Perceptions and attitudes have some ambiguity concerning their use. Some of the researchers differentiate between them, but the others use them interchangeably. How can you disambiguate between them?
Colloquially, I would indeed use them in a similar way. (I can have a positive or negative perception of a person, and call my judgment on the totality of information I have on something my "perception" of that thing - and I might replace "perception" with "attitude" and basically communicate the same thing.)
In the context of academic psychology, I would use "perception" in a much more narrow and distinct way - namely, as the result of the processing of sensory input, and as something that happens early during information processing.
Attitudes, on the other hand, always involve some sort evaluative judgment on a person, object or situation - albeit this does not have to neccessarily be something I can explicitly report. This also suggests that attitudes occur later and are built "on top of" perception.
But I agree that your mileage can vary greatly by field and even authors. If definitions aren't provided, that leaves working your backward from the authors' use of the terms, which may very not allow for a distinction between the two.
While I believe that Julia Englert 's answer is fully correct, I would make a decisive plea for observing the differences between the concepts of perception and attitude in scientific writings.

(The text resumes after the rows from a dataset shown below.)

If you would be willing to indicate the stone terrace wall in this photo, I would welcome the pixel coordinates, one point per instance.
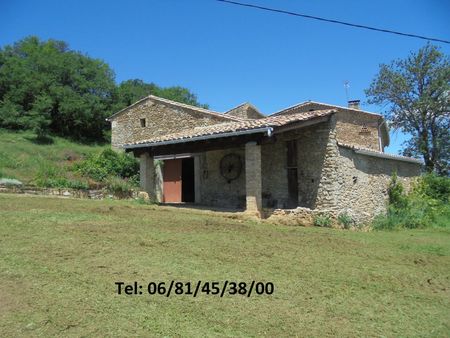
(160, 119)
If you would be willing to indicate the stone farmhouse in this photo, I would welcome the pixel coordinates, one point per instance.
(311, 155)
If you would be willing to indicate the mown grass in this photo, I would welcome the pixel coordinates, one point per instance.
(60, 258)
(25, 158)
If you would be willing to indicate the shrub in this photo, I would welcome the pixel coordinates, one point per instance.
(425, 206)
(53, 177)
(108, 163)
(345, 219)
(396, 192)
(118, 186)
(322, 220)
(10, 182)
(433, 186)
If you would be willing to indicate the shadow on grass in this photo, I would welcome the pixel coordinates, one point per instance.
(41, 140)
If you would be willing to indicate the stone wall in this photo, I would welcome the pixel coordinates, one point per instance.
(311, 147)
(66, 192)
(363, 181)
(353, 127)
(357, 129)
(215, 190)
(160, 119)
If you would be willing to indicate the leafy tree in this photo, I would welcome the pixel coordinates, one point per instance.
(131, 91)
(47, 87)
(416, 91)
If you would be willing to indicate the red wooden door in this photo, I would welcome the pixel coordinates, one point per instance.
(172, 181)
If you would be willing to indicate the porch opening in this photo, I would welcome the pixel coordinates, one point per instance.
(187, 180)
(179, 180)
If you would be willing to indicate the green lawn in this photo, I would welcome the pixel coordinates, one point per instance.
(60, 258)
(23, 158)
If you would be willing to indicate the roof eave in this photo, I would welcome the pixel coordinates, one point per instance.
(267, 130)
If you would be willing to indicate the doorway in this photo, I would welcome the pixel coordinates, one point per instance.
(187, 180)
(179, 180)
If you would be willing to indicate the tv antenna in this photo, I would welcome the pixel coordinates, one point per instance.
(346, 86)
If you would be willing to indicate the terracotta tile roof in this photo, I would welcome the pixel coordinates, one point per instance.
(230, 127)
(176, 104)
(371, 152)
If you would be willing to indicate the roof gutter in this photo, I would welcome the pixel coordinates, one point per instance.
(387, 156)
(267, 130)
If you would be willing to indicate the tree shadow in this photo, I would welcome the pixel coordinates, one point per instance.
(41, 140)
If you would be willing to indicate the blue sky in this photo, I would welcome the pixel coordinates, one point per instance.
(227, 54)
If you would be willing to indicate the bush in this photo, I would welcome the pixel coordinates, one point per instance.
(345, 219)
(118, 186)
(10, 182)
(425, 206)
(322, 220)
(108, 163)
(433, 186)
(53, 177)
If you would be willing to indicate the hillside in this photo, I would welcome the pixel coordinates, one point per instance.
(25, 159)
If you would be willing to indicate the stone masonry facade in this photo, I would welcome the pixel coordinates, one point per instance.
(157, 117)
(340, 166)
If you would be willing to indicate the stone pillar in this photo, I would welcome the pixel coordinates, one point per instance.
(253, 181)
(147, 174)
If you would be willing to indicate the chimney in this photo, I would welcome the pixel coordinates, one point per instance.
(354, 104)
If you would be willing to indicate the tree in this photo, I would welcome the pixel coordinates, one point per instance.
(47, 87)
(416, 92)
(130, 91)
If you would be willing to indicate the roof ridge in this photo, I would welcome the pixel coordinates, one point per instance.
(322, 103)
(393, 156)
(175, 103)
(227, 127)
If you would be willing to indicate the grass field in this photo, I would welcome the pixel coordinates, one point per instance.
(22, 158)
(60, 258)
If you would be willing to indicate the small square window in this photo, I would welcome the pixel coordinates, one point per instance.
(364, 129)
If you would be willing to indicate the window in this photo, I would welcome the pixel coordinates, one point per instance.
(364, 129)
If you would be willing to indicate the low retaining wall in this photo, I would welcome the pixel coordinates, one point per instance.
(65, 192)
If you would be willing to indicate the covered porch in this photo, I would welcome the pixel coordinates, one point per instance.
(223, 171)
(243, 166)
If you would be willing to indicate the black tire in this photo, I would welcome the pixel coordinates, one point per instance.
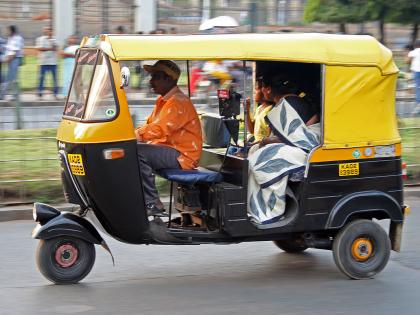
(291, 246)
(361, 249)
(65, 260)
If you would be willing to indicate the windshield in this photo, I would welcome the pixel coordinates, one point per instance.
(91, 95)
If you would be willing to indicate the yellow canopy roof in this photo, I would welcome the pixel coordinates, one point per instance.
(355, 50)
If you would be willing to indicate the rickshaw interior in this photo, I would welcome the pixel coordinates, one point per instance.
(222, 120)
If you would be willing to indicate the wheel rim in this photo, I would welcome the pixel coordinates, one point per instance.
(362, 249)
(66, 255)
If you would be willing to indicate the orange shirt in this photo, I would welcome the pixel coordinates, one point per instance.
(174, 122)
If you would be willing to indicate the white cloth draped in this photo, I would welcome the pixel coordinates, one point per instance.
(271, 166)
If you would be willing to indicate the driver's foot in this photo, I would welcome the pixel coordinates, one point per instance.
(152, 210)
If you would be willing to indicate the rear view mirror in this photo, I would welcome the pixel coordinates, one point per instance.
(125, 77)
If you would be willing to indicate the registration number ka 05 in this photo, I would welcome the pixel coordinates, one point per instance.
(76, 164)
(348, 169)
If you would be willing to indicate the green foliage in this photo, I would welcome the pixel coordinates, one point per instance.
(405, 12)
(336, 11)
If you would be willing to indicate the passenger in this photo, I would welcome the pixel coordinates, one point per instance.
(293, 123)
(277, 89)
(171, 137)
(257, 125)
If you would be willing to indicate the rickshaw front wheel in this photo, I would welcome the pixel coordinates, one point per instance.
(65, 260)
(291, 245)
(361, 249)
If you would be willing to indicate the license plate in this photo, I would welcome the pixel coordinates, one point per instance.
(76, 164)
(348, 169)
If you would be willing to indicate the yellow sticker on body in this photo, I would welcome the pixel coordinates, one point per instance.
(348, 169)
(76, 164)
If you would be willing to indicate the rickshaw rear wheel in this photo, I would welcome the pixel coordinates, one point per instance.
(361, 249)
(291, 245)
(65, 260)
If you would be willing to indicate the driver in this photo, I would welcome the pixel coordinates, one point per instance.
(171, 137)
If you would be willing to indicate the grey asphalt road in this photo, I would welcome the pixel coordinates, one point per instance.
(250, 278)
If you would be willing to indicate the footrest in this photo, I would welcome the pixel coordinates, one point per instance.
(190, 177)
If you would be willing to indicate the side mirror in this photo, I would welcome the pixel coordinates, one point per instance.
(125, 77)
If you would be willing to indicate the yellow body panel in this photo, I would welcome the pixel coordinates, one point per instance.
(332, 155)
(310, 48)
(119, 129)
(359, 107)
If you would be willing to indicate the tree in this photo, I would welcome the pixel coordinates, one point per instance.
(336, 11)
(379, 10)
(407, 12)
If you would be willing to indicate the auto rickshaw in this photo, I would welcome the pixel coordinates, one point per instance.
(352, 178)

The word "perception" is properly used either for the process of identifying objective properties of an entity through the senses or for the result of that process (This does not mean that there are no misperceptions or perceptual illusions). The word "attitude" on the other hand means a subjective stance towards existing things that are either currently perceived or known by the person who has the attitude.
An utterance like "I perceive this person's behaviour as antisocial" always generates the impression that the speaker conveys a fact, even though it is nothing but an opinion. I therefore strongly advocate for avoiding the misleading interchange of "perception" and "attitude", and for consistently correcting people who fail to distinguish between the respective concepts.